One of the topics on G+ in the circles I have been hanging with is 'Gaming Style'. Questions and opinions have abounded but the consensus that people have been willing to articulate are remarkably homogenous. I don't mean that the styles have been entirely the same but that on certain topics everyone is in agreement.

Our general agreement is not too surprising. We are all about the same age, social class, and have similar interests. We have all found the larger community on the internet. We are all people who want to be liked, our thoughts praised (or damned for the right reasons), and respected by the people we have encountered on the internet.

What is surprising is that no one is willing to go out on a limb, not one inch. Nobody is saying anything remotely controversial. Why? Are we so afraid of being outsiders even from our own ostracized 'nerd herd' that we'll parrot anything we hear or read? Sure we disagree on whether we roll dice 'in the open' or behind a screen but tougher questions always are answered the same way.

The question of whether we run 'an open and inclusive game that everyone will feel safe in' is much tougher to answer. Not because we don't know the answer. The 'right' answer is that we always run open and inclusive games.

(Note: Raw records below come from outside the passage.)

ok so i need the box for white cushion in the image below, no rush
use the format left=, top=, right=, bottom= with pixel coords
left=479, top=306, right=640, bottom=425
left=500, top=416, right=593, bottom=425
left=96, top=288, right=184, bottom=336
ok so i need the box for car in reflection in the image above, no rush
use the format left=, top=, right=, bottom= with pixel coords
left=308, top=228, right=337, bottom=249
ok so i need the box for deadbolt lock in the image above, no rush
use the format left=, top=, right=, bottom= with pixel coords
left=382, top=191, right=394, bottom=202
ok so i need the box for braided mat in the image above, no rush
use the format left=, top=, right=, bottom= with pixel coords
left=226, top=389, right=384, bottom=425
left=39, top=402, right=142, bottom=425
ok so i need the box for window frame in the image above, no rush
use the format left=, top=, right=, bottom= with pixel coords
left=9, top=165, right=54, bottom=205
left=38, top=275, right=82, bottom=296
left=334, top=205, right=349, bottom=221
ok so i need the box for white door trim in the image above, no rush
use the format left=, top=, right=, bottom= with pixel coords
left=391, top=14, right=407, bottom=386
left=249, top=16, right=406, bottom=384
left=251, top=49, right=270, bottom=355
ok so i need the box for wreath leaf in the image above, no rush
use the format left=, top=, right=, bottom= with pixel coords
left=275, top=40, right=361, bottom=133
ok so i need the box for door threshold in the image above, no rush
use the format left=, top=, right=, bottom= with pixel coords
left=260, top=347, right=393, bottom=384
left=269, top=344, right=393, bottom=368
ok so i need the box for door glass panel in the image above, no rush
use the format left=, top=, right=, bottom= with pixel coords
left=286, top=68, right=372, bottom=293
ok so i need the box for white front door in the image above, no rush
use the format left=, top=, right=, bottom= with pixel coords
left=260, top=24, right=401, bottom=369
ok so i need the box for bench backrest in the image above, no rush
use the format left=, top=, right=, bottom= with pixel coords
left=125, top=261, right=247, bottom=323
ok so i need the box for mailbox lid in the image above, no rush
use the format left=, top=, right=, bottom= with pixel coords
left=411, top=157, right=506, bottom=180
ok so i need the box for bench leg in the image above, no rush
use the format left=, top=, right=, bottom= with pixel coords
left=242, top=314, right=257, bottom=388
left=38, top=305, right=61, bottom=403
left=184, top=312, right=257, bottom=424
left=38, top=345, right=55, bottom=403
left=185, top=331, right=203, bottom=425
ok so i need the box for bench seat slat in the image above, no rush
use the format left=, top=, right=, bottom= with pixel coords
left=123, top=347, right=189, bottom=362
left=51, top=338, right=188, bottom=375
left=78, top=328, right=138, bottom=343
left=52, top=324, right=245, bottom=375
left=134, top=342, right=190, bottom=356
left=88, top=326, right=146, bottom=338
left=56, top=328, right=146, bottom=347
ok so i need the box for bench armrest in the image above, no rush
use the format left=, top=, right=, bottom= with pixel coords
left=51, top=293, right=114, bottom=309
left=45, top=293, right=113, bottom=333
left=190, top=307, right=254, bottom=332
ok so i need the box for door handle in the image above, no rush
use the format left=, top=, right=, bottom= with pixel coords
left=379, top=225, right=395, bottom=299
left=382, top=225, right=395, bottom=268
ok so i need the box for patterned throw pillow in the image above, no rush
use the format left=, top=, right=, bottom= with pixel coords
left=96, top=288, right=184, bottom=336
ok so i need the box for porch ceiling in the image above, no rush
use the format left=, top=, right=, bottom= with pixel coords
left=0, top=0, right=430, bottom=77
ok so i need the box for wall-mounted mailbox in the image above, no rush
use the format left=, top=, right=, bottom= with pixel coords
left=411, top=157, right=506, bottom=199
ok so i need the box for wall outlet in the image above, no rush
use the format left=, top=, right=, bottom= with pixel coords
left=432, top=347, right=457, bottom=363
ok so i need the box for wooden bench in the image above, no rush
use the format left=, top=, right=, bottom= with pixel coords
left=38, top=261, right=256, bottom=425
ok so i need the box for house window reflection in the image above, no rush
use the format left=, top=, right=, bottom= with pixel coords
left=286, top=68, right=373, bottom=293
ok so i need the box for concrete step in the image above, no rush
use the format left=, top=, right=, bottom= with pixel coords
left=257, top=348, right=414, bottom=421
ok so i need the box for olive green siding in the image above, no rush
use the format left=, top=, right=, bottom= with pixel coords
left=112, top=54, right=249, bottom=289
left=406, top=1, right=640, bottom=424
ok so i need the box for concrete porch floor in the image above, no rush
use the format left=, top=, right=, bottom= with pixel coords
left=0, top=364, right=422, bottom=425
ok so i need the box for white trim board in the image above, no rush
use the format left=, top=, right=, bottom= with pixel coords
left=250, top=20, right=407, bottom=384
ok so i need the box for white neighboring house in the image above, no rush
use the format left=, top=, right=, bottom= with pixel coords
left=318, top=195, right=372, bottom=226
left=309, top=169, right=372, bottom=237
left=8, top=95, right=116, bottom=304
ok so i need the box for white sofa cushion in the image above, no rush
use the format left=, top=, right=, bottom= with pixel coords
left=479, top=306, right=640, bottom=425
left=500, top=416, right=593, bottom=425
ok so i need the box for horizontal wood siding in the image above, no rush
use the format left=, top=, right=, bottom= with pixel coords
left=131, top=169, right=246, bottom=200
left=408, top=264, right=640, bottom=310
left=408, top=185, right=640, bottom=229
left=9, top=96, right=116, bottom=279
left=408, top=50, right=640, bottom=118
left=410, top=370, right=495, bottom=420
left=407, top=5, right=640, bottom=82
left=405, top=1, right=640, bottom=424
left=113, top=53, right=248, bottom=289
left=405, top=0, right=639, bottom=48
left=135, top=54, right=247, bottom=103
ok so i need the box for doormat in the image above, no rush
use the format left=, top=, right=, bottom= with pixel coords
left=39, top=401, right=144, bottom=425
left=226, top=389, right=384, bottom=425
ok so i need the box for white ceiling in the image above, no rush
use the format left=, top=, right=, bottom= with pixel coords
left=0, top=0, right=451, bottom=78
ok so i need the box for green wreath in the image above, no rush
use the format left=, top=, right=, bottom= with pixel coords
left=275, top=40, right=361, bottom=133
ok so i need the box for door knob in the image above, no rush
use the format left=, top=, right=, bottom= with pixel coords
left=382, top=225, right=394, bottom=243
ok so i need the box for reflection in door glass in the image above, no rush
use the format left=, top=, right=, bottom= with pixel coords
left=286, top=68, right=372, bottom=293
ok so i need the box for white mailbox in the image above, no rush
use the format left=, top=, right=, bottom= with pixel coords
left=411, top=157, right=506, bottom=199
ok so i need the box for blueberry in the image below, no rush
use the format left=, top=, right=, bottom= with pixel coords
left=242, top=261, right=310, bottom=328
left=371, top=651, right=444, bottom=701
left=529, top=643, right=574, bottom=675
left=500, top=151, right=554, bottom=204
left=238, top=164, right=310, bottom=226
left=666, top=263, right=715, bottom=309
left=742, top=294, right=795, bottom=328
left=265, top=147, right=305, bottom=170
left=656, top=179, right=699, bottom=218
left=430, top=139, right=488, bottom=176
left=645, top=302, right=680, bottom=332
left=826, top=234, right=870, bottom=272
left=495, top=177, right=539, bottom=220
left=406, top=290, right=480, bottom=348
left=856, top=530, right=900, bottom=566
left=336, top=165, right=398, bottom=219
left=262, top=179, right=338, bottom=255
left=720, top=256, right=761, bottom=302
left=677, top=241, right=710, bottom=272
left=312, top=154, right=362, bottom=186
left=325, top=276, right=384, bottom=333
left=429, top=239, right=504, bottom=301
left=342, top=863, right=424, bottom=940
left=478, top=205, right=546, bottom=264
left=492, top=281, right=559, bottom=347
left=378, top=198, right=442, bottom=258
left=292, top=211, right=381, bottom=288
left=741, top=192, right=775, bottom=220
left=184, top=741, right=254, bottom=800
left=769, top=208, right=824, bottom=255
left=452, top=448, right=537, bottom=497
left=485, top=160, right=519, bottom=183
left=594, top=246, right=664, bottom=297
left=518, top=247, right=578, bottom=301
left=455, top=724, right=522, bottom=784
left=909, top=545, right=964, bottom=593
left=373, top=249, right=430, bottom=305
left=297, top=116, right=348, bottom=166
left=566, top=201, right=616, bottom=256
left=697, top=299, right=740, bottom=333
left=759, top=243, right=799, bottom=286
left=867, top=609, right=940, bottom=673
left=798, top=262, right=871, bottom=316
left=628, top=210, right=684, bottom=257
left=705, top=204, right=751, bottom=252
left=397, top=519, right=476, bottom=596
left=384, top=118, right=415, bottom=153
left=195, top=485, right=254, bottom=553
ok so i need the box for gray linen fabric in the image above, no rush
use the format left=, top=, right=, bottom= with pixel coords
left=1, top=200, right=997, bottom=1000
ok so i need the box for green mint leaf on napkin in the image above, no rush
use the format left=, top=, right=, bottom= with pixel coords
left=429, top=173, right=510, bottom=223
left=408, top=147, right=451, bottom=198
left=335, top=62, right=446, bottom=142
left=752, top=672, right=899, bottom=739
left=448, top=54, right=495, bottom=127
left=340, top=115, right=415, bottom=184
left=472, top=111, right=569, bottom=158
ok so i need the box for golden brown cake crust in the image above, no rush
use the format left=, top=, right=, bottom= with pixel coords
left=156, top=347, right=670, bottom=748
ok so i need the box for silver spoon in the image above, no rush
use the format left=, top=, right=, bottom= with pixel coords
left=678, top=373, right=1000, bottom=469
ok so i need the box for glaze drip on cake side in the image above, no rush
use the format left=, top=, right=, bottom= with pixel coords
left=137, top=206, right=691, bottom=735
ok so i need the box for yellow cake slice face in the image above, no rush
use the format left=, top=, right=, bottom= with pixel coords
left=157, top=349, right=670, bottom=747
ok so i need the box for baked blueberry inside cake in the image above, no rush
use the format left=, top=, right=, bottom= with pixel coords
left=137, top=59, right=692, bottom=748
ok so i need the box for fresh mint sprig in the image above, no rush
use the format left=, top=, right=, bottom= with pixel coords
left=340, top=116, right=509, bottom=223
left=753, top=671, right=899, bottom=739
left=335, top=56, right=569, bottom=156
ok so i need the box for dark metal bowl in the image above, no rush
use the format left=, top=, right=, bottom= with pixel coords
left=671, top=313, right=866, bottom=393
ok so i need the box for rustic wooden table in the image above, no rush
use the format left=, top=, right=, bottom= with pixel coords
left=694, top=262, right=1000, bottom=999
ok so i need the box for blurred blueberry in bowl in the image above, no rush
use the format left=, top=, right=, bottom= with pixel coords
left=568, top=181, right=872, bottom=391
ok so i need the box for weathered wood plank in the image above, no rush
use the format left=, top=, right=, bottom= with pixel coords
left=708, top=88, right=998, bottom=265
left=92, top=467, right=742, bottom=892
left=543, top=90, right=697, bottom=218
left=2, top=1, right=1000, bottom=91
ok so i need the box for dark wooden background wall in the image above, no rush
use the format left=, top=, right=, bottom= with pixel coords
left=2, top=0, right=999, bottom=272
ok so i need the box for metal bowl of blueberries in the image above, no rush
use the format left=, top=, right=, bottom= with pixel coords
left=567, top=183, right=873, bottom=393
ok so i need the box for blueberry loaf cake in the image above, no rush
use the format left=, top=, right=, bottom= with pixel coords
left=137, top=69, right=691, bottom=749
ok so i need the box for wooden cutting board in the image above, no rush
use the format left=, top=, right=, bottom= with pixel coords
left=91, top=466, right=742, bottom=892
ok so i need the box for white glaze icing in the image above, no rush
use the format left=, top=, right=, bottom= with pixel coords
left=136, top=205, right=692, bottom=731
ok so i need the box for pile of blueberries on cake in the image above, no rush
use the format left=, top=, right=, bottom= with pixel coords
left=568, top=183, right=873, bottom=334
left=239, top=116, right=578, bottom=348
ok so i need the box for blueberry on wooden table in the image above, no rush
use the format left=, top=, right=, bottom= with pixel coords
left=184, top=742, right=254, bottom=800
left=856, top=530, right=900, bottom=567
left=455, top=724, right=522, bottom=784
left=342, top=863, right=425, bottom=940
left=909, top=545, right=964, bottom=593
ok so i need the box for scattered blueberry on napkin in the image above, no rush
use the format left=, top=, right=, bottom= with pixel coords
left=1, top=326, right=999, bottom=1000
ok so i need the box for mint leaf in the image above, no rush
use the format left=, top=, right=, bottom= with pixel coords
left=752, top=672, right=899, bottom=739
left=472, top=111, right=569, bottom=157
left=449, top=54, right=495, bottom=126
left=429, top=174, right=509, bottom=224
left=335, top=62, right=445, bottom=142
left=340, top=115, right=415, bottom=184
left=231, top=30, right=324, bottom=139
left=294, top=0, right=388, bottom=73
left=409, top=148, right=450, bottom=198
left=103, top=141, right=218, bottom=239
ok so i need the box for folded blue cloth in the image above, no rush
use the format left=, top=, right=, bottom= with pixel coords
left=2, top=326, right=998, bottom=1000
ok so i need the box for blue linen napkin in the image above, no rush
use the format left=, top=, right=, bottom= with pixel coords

It is tougher because nobody is willing to say, "Well yeah, I set my games in historical Dark Age Europe." Or, "no, my current campaign is witches vs witch hunters in an alternate version of Europe." Or whatever.

No, everybody ran games set in the same fuzzy bunny universe where, men, women, transgendered, gay, every race, and every possible permutation thereof were entirely equal, welcome and with identical social standings. Except for an inventive guy who is trying to work out a social system where women are on top in a fashion similar to Republican/Early Empire Rome and they got there by having a monopoly on magic.

Only one or two people commented that the game might be well a little, 'fetish pronish'. Sort of like Gor but reversed.

Nobody I am aware of (except me) ever mentions that humans are entirely dimorphic. Expecting women to compete with equal success to men in physical combat is like expecting Oprah to beat Montel in a boxing match. I know it is fantasy but don't tell me your game is entirely 'historical' then make even a quarter of your military female. Unless it is modern combat and even then it simply doesn't reflect reality.

Games would simply rather make every ability score available to all genders. Which means that even a male elf is likely to be weaker than a female human. Really weird. I know that we don't want to discourage women from gaming too many of them are already turned off by the game and many of the women who do play really do believe women and men are physically equal or any inequality is entirely cultural. However, if you do have a historical viking game, how many women warriors would you expect to exist? How do ignore the gigantic slave trade endemic to the Norse world and economy?

Northern Europe is not the only racist, sexist, and culture. So how much truth do we include in our games? Do we play in a generic fantasy world that has no differences in sex, race, even species? Do we hide our cultural difference by designating our different fantasy species as the different races? Are halflings your Gypsies (I'd say Roma but I am talking about the stereotype not the reality)? Are your dwarves your drunken rednecks?

So where does that leave us? Sure I want to make my friends and players feel comfortable in my games and in my home. What kind jackass does not? But I also have players that want to play in real historical settings, I have players that want to play in gaming universes that are about seven kinds of unpleasant for some people. Do we just play forever in a 'fuzzy bunny' world or what do we do?